Credit: Blair Cowie/Wits University
Researchers at Wits University in Johannesburg, South Africa, have created the world’s first framework, to better guide the management of terrestrial invasive species.
By using a big data approach and combining information from the South African National Census of 2011, with the South African Plant Invaders Atlas, the researchers found a way to prioritise targets in the control of invasive species. This will ensure the greatest benefits for both the environment and rural communities.
“South Africa spends R1,5 billion per year on controlling invasive species and while the country is really at the forefront alien species control in the world, we still have a wicked problem,” says lead author, Dr Chevonne Reynolds, a lecturer at Wits University. “However, by using our new framework, we can now target invasive control activities by prioritising localities that are most impacted. Typically, these are the poorest municipalities in the country.”
Invasive species cost South Africa’s economy R6,5 billion in damage from fire, loss of viable land and drinking water.
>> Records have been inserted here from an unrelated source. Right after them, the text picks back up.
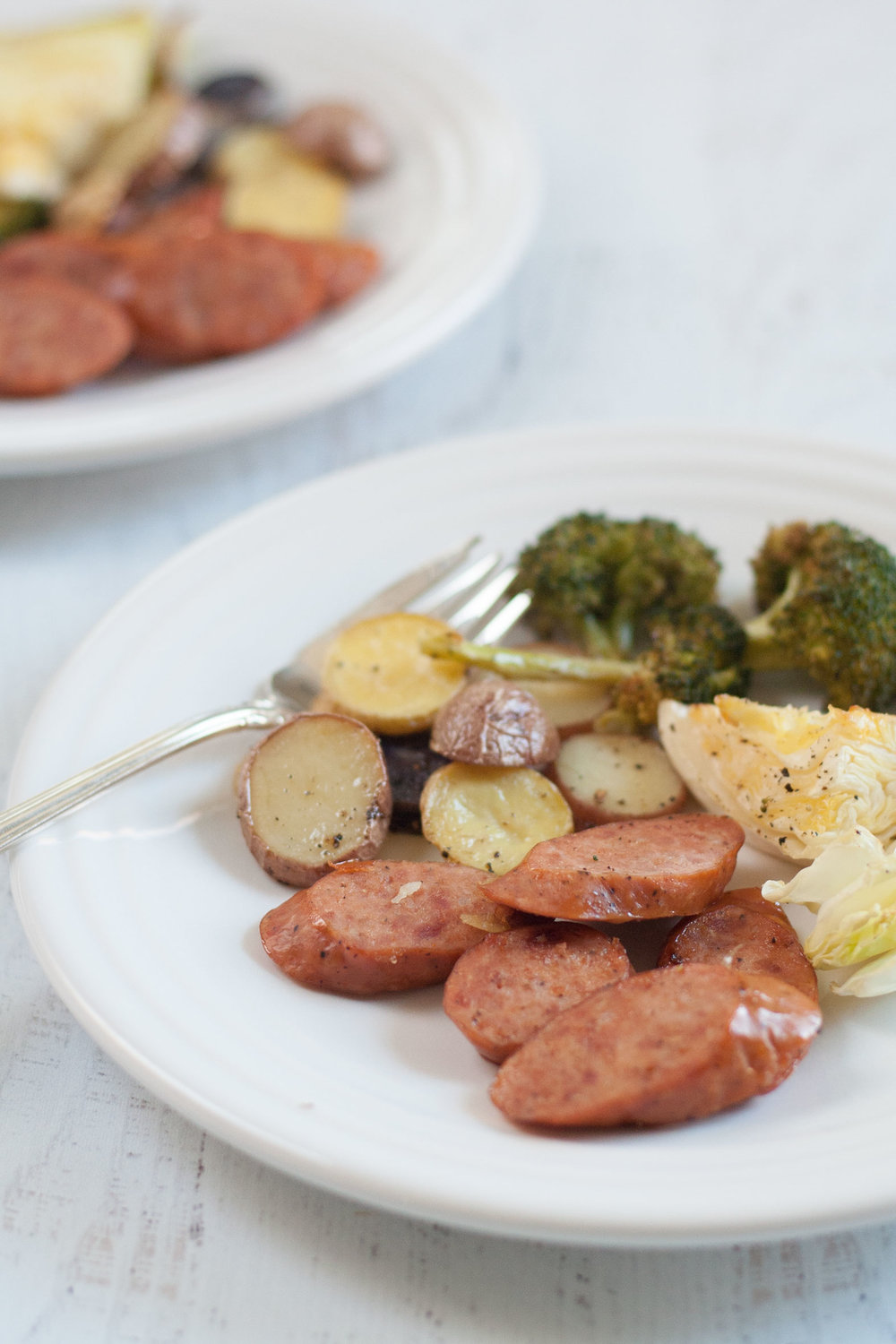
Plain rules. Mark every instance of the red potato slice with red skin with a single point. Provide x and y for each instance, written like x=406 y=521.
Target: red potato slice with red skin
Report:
x=312 y=793
x=570 y=706
x=659 y=1048
x=512 y=984
x=613 y=776
x=493 y=722
x=737 y=932
x=381 y=926
x=626 y=870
These weeds also threaten our biodiversity and ecosystem services. as
The main finding of the research, published in the journal Ecosystem Services, shows that poorer rural communities are the most heavily impacted by the negative effects of invasive weeds.
“We looked at the livelihoods of people on a national level, what their household income is and how they use natural resources to aid or supplement their daily living need, and then examined how this is affected by invasive species,” says Reynolds.
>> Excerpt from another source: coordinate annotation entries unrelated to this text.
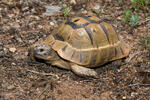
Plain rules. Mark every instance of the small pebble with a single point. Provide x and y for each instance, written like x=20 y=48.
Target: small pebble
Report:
x=12 y=49
x=51 y=23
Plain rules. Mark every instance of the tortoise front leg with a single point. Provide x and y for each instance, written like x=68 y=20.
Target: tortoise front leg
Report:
x=83 y=71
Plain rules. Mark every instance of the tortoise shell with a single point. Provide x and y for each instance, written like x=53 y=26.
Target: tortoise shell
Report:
x=87 y=41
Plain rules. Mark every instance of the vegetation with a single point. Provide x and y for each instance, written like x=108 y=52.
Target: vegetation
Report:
x=130 y=18
x=140 y=4
x=145 y=41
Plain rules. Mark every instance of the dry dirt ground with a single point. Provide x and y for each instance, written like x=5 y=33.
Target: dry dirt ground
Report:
x=22 y=23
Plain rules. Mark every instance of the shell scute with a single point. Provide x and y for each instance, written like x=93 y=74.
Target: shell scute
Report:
x=88 y=41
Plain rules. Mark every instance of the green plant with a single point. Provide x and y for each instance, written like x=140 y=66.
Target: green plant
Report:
x=130 y=18
x=66 y=10
x=127 y=15
x=145 y=41
x=134 y=20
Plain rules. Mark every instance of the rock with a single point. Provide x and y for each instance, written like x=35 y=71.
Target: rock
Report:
x=51 y=10
x=12 y=49
x=51 y=23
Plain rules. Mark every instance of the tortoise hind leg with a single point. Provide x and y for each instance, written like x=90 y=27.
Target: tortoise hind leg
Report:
x=83 y=71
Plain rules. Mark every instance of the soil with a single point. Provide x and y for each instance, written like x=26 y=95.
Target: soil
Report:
x=22 y=23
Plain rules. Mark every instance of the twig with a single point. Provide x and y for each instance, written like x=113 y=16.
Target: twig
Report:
x=46 y=74
x=42 y=92
x=137 y=54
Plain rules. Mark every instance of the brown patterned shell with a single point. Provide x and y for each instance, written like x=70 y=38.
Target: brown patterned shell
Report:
x=87 y=41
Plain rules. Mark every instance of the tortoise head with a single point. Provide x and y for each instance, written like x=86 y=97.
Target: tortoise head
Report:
x=42 y=52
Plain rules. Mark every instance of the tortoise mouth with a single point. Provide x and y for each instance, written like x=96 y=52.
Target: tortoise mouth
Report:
x=42 y=51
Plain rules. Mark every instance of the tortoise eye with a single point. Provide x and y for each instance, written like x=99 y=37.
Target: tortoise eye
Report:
x=76 y=20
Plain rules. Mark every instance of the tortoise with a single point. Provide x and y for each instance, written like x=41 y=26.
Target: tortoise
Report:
x=80 y=44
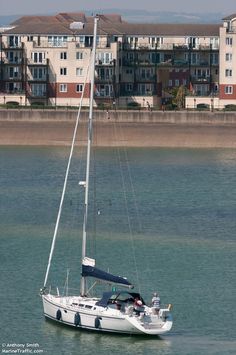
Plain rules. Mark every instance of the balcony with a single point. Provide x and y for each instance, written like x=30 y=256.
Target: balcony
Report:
x=146 y=47
x=201 y=79
x=104 y=79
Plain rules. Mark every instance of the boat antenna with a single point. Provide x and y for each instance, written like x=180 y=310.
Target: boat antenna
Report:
x=64 y=188
x=83 y=279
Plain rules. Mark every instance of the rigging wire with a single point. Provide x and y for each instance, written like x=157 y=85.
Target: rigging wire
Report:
x=65 y=182
x=126 y=199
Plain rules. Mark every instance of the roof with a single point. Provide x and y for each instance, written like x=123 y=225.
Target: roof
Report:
x=111 y=24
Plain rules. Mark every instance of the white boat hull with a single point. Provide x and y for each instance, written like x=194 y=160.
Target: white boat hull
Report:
x=82 y=312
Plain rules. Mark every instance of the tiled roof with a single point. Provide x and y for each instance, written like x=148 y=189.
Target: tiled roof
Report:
x=109 y=23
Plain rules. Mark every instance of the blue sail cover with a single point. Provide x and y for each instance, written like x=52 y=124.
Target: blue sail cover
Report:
x=105 y=276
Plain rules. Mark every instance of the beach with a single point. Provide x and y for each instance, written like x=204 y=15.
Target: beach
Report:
x=156 y=130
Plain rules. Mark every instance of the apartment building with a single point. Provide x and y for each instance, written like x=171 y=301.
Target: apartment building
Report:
x=227 y=92
x=45 y=59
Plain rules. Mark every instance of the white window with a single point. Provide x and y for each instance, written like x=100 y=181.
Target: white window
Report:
x=63 y=55
x=104 y=58
x=228 y=89
x=57 y=41
x=129 y=87
x=228 y=72
x=38 y=57
x=228 y=57
x=79 y=71
x=38 y=89
x=39 y=73
x=79 y=55
x=79 y=87
x=63 y=71
x=63 y=88
x=229 y=41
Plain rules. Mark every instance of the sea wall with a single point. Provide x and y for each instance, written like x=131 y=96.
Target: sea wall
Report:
x=120 y=128
x=196 y=117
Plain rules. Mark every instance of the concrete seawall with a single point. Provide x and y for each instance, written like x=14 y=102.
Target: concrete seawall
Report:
x=132 y=128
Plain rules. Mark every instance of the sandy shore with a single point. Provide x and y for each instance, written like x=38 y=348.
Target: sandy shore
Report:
x=112 y=133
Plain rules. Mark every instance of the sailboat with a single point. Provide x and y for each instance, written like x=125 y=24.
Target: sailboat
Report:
x=117 y=311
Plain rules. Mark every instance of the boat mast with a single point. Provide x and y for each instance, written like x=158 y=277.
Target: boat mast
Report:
x=83 y=280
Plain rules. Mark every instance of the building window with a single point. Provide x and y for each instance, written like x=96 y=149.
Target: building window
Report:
x=229 y=41
x=79 y=71
x=79 y=87
x=38 y=57
x=129 y=87
x=104 y=58
x=63 y=71
x=63 y=55
x=228 y=57
x=79 y=55
x=63 y=88
x=57 y=41
x=228 y=72
x=228 y=89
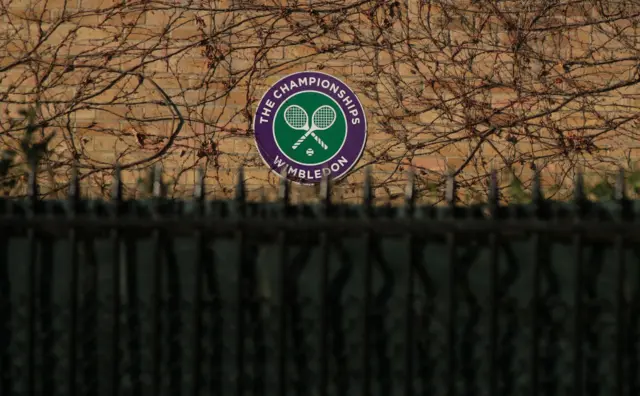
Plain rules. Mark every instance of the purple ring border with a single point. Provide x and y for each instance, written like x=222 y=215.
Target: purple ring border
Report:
x=356 y=134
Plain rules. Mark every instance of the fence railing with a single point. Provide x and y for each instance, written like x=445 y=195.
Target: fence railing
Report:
x=200 y=297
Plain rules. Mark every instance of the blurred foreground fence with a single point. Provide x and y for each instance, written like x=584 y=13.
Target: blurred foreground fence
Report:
x=236 y=298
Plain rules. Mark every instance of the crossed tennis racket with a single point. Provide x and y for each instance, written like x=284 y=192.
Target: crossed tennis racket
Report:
x=322 y=119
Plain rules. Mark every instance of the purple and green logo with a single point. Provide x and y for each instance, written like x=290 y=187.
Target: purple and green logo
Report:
x=310 y=125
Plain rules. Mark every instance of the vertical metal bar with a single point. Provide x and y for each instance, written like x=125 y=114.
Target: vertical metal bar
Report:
x=31 y=287
x=620 y=289
x=240 y=202
x=115 y=243
x=197 y=290
x=325 y=197
x=368 y=274
x=74 y=196
x=409 y=343
x=493 y=326
x=451 y=250
x=535 y=312
x=579 y=198
x=157 y=290
x=284 y=195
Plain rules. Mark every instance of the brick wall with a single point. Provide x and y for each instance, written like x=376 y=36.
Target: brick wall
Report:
x=109 y=74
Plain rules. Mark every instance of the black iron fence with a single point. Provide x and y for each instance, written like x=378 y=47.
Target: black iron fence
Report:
x=235 y=298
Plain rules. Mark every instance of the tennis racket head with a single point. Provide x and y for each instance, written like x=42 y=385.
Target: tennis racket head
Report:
x=324 y=117
x=296 y=117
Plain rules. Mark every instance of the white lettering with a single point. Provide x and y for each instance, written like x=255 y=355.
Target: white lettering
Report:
x=279 y=163
x=342 y=161
x=266 y=112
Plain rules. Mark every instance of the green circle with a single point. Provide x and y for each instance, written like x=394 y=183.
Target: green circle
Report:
x=310 y=151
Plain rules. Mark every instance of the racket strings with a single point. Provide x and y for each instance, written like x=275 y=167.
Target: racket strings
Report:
x=295 y=117
x=324 y=117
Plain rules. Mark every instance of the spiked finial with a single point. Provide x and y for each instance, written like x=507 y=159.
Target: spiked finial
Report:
x=116 y=192
x=325 y=191
x=240 y=187
x=620 y=193
x=536 y=193
x=493 y=192
x=157 y=180
x=32 y=188
x=199 y=191
x=284 y=192
x=368 y=190
x=578 y=189
x=450 y=193
x=74 y=185
x=410 y=190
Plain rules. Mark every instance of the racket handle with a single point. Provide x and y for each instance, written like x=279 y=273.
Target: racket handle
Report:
x=302 y=139
x=320 y=142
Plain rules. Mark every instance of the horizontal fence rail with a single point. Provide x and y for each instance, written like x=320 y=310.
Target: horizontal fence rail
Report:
x=164 y=297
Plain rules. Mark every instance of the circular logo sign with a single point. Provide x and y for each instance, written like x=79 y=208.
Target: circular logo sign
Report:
x=310 y=125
While invasive species have both positive and negative impacts on the environment and communities, the team weighed up these trade-offs for a variety of invasive species to find their overall impact on the livelihoods of all South Africans.
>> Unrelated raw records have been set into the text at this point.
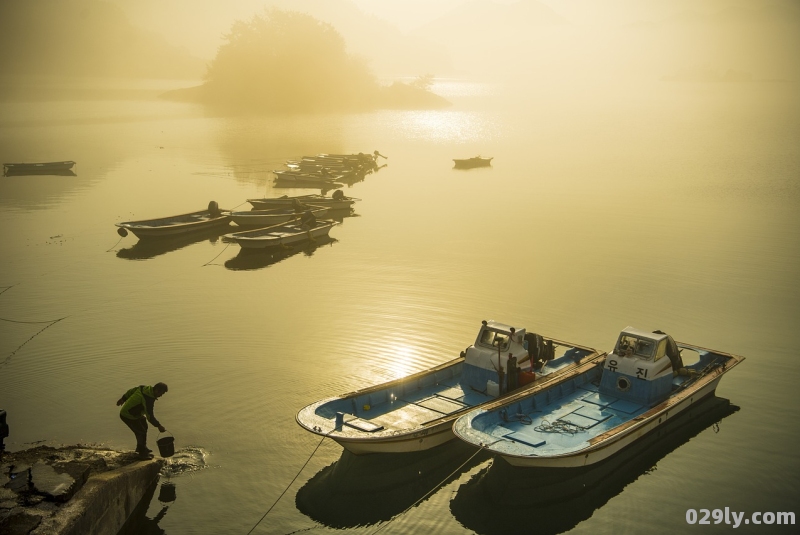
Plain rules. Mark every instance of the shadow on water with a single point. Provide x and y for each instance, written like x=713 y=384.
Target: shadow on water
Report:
x=361 y=490
x=139 y=523
x=250 y=259
x=35 y=172
x=503 y=499
x=152 y=247
x=188 y=459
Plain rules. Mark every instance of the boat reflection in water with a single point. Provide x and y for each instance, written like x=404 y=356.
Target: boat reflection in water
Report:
x=249 y=259
x=361 y=490
x=502 y=498
x=145 y=249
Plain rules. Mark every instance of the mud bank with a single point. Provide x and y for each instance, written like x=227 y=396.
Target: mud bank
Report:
x=71 y=490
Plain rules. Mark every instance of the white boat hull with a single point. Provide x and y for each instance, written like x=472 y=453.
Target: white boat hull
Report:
x=614 y=444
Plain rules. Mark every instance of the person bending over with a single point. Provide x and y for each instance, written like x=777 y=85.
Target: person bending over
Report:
x=137 y=409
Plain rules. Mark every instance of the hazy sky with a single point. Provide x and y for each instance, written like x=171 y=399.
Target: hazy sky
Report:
x=654 y=37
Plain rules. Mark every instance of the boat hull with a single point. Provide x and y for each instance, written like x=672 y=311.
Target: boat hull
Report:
x=44 y=168
x=483 y=428
x=587 y=458
x=470 y=163
x=404 y=434
x=287 y=202
x=265 y=218
x=275 y=237
x=163 y=228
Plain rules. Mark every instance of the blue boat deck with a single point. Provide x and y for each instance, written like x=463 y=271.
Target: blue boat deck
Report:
x=558 y=421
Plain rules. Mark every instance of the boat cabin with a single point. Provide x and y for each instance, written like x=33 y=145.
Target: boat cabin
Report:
x=486 y=362
x=641 y=366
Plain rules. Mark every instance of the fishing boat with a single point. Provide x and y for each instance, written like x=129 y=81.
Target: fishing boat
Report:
x=209 y=219
x=266 y=218
x=603 y=408
x=469 y=163
x=283 y=234
x=417 y=412
x=42 y=168
x=299 y=179
x=337 y=201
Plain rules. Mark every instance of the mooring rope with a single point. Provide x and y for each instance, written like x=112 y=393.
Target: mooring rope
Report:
x=218 y=254
x=292 y=482
x=50 y=324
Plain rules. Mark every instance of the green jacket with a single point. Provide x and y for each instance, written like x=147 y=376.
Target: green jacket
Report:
x=138 y=403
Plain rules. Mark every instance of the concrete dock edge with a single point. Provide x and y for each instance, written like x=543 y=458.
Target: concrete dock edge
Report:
x=104 y=503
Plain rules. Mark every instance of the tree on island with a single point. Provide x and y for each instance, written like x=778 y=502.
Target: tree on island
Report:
x=284 y=61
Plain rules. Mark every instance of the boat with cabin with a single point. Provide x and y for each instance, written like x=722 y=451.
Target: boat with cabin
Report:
x=209 y=219
x=417 y=412
x=603 y=408
x=337 y=201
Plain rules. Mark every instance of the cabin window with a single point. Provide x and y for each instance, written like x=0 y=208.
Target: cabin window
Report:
x=633 y=345
x=494 y=339
x=662 y=349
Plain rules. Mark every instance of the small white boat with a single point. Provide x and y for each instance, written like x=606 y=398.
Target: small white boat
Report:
x=43 y=168
x=282 y=235
x=338 y=201
x=469 y=163
x=602 y=409
x=274 y=216
x=203 y=220
x=417 y=412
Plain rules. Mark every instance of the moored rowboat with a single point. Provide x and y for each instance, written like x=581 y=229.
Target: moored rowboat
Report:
x=335 y=202
x=201 y=220
x=274 y=216
x=283 y=234
x=469 y=163
x=37 y=168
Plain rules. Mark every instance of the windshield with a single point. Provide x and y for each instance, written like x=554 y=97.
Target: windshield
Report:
x=633 y=345
x=494 y=339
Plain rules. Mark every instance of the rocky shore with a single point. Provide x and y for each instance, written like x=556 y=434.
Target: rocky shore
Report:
x=71 y=490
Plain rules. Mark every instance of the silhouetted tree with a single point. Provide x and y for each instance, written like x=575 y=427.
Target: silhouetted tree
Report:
x=287 y=61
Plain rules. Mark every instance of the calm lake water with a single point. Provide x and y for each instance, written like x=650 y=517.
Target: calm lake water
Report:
x=650 y=204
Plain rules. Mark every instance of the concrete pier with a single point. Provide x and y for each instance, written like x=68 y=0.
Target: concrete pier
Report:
x=72 y=490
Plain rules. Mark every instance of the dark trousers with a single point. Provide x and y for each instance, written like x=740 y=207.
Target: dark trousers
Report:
x=139 y=428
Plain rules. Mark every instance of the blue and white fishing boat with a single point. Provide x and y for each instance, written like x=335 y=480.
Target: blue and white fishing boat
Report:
x=417 y=412
x=602 y=408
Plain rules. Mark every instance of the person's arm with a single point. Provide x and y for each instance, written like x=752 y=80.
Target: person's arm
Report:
x=125 y=397
x=149 y=404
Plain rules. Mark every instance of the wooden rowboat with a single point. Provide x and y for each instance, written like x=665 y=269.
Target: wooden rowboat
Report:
x=282 y=235
x=203 y=220
x=44 y=168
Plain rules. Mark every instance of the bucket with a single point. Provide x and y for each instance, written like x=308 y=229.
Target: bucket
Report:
x=167 y=493
x=166 y=446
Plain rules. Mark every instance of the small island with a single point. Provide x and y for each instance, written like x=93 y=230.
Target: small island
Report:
x=289 y=62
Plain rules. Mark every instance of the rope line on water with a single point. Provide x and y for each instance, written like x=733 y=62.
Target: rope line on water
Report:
x=442 y=482
x=218 y=254
x=292 y=482
x=17 y=321
x=31 y=338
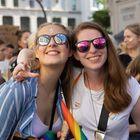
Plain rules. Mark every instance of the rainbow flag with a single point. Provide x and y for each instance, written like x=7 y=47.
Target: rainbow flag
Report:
x=49 y=135
x=73 y=125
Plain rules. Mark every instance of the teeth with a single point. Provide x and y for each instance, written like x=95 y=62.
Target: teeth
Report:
x=52 y=52
x=94 y=58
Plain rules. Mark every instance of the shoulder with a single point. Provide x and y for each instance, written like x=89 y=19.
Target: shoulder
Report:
x=13 y=90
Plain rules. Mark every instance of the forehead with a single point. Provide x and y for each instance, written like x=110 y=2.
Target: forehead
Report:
x=51 y=30
x=2 y=47
x=127 y=32
x=88 y=34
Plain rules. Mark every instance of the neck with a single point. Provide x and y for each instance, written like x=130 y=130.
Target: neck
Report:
x=134 y=52
x=48 y=79
x=94 y=80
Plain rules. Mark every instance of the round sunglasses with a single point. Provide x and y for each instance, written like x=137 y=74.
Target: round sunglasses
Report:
x=59 y=39
x=84 y=45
For instance, people use the fruit of the prickly pear cactus (Opuntia ficus-indica) to supplement their diet and income. However, because it aggressively invades grassland it makes pastures unsuitable for livestock, while also competing for water and other resources. So, overall it has a negative impact on the affected community.
The team combined data on household incomes and their use of natural resource (provisioning ecosystem services) for all municipalities in South Africa, with the distribution data of 57 invasive weeds establish which communities are most affected.
“We found that poorer rural communities are the most impacted by invasive species, as these people make most use of natural resources on a day-to-day basis,” says Reynolds. “Their ability to make a living is severely restricted by the invasion of alien species in their environments.”
Some of the worst affected municipalities are Port St Johns, Nyandeni, King Sabata Dalindyebo and Mbhashe municipalities all in the Eastern Cape. Stellenbosch and Knysna are the municipalities with the highest diversity of invasive weeds but depend less on natural resources.
“What we have done is create a framework for government to direct efforts to eradicate invasive species more effectively, by targeting municipalities where both people and the environment are most at risk,” says Reynolds. “Our model can also be used and adapted for other countries with a similar problem, where the novel approach of combining big data with citizen science can provide answers to problems.”